In 1965 the municipal borough was abolished by the London Government Act 1963 and its former area transferred to Greater London from Kent. Its former area was combined with that of other districts to form the present-day London Borough of Bromley.

==Borough council==
The borough council was initially controlled by independents, with a handful of Labour party councillors forming an opposition group. There was a single Communist councillor from 1945 to 1947. The Conservative Party began to contest elections in 1947, and gained a majority in 1950. At the final election prior to abolition the Conservatives lost their overall majority with 14 councillors and aldermen against 6 independents, 4 Labour and 4 Liberal members.

==Coat of arms==
Armorial bearings were granted to the borough by the College of Arms on 19 April 1904. The blazon was as follows:

Quarterly gules and azure, on a fesse wavy argent three ravens volant paroper, between in the first quarter two branches of broom slipped of the third, in the second a sun in splendour, in the third an escallop shell or, and in the fourth a horse forcene argent. Crest: On a wreath of the colours, upon two bars wavy azure and argent, an escallop shell as in the arms, between two branches of broom proper.

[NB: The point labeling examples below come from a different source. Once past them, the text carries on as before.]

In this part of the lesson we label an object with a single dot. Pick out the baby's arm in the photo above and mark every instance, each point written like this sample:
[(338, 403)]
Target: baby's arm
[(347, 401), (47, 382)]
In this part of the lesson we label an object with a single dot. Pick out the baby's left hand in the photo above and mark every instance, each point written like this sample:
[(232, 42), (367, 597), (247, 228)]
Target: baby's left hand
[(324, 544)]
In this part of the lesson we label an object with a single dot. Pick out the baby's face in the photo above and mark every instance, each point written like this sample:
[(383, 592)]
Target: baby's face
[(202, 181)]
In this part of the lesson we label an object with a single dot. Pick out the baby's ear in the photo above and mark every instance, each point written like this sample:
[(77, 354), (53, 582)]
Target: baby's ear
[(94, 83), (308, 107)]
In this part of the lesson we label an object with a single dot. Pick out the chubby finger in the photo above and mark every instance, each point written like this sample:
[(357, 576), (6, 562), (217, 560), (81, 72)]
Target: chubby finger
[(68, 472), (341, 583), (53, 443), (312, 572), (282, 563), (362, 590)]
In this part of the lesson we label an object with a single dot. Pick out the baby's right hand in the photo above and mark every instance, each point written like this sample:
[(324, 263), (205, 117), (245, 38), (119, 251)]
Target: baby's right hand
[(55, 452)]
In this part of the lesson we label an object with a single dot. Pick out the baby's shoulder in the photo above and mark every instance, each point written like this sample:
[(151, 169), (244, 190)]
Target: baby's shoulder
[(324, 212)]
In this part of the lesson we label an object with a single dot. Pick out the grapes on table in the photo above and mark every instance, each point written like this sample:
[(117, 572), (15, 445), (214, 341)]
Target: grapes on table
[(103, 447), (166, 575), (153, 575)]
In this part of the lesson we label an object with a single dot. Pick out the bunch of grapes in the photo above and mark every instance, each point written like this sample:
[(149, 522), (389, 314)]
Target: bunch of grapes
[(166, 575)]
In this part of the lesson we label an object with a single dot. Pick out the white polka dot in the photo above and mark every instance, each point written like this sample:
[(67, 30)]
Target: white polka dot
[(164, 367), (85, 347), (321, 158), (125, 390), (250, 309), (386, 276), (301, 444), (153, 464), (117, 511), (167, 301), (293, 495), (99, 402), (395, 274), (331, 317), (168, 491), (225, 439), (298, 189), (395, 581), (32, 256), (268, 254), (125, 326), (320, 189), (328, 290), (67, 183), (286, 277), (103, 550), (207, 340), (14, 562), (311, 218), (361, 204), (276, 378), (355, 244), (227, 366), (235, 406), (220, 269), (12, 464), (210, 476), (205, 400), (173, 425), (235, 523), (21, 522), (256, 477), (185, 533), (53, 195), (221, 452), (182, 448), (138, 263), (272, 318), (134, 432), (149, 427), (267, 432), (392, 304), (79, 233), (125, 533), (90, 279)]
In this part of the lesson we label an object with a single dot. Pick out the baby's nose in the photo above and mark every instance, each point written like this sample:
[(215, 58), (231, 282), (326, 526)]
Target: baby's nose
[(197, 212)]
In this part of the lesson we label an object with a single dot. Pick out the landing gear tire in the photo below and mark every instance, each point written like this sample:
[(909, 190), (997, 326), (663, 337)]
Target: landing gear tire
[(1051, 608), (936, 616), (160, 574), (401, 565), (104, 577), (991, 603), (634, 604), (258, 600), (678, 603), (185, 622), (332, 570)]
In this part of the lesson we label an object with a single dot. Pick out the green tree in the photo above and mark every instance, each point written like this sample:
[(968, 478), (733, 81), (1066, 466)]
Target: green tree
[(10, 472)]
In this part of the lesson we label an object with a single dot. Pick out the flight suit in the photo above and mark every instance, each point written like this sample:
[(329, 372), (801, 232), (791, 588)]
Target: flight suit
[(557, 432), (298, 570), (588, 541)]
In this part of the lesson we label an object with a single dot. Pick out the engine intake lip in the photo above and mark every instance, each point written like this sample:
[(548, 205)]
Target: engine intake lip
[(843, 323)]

The sprigs of broom were in allusion to the name "Bromley". The silver wave bearing three ravens represented the River Ravensbourne, while the sun was for Sundridge. The scallop shell was derived from the arms of the Diocese of Rochester, granted the manor of Bromley at the time of King Ethelbert. The arms were completed by a white rearing horse, the emblem of Kent.

The Latin motto adopted by the council was Dum Cresco Spero or "While I grow I hope".